Back On Down to Denver
Hard as it was to leave Cheyenne, I still had one last capital city to see and several other stops to make—some planned, some not. Without TripMaker, for instance, I never would have found the Quirky & Oddball Swetsville Zoo, in Fort Collins, CO. This zany attraction (for me, a trip highlight), was built by a former farmer and is filled with animal sculptures made of car parts, farm machinery, and other bits of scrap metal. What a weird, rusty, and wonderful sight!
In Loveland, my TripMaker drive-bys included the Red Man carving, artist Peter Toth’s 37-foot-tall wooden sculpture. It’s one of 74 such carvings of Native Americans across the nation in his “Trail of Whispering Giants” series. At long last, I cruised into Denver, where I’d begun my trip 19 days prior, and checked into the Capitol Hill Mansion Bed & Breakfast. Owner and rodeo-man Carl Schmidt II welcomed me into his marvelously restored Victorian inn. I left my car parked at the B&B and walked to a couple other great TripMaker suggestions: Colorado’s gilt-domed capitol and the Golden Triangle Museum District, anchored by the gleaming, angular, Denver Art Museum.

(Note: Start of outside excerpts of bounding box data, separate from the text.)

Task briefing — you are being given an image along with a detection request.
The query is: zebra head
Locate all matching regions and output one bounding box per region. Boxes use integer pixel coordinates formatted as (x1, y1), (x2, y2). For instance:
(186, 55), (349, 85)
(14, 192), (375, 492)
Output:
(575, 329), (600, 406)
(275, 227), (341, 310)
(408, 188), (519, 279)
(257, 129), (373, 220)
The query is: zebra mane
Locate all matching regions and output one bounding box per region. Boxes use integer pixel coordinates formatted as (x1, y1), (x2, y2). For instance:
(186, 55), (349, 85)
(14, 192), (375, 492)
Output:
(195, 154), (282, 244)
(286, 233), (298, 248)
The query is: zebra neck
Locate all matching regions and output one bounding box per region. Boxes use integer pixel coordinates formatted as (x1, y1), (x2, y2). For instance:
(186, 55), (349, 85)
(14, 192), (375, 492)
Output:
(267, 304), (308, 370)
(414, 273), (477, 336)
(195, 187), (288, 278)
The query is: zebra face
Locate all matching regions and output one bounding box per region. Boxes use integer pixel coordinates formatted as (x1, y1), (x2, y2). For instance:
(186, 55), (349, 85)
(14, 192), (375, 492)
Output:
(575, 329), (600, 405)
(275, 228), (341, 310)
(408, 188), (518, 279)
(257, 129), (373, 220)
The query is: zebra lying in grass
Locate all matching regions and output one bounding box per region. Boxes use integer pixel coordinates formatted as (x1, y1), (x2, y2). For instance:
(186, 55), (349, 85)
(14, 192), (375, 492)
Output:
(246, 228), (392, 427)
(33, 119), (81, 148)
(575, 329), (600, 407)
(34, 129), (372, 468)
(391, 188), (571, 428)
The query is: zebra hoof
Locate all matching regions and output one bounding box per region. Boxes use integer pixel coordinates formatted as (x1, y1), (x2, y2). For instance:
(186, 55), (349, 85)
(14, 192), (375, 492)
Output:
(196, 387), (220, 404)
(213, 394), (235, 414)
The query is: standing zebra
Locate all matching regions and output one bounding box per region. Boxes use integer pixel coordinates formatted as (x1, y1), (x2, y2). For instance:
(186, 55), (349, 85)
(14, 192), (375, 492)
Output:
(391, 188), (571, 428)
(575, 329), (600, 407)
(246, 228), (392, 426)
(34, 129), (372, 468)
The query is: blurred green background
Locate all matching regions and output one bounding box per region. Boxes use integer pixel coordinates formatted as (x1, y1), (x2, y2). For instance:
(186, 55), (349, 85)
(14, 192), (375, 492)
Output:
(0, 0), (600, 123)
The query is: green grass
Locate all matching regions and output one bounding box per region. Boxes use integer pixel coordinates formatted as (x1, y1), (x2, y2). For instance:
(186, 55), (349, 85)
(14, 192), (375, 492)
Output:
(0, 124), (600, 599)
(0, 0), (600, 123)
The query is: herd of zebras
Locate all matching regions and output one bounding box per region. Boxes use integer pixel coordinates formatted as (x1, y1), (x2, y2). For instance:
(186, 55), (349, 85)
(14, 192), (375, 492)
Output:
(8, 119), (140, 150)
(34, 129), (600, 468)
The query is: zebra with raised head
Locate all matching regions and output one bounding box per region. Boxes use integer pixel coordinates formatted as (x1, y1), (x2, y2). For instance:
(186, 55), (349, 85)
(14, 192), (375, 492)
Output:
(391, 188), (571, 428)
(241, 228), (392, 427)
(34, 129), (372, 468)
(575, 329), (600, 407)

TripMaker Brings It All Home
And there, in the Mile High City, my three-week journey, ended. I had driven roughly 3,700 miles, arriving at the Grand Canyon in time for my 40th birthday, taking in my targeted eight states, and following reliable driving directions to many of the must-see destinations in my original road trip itinerary. TripMaker helped make the journey just a bit more special and unique, with suggestions for stops that I wouldn’t necessarily have found on my own. Exporting my trip to a Rand McNally GPS helped keep me on track or take detours when necessary. TripMaker really did help me to plan and take the great (and milestone-marking) American road trip! It’s your turn now.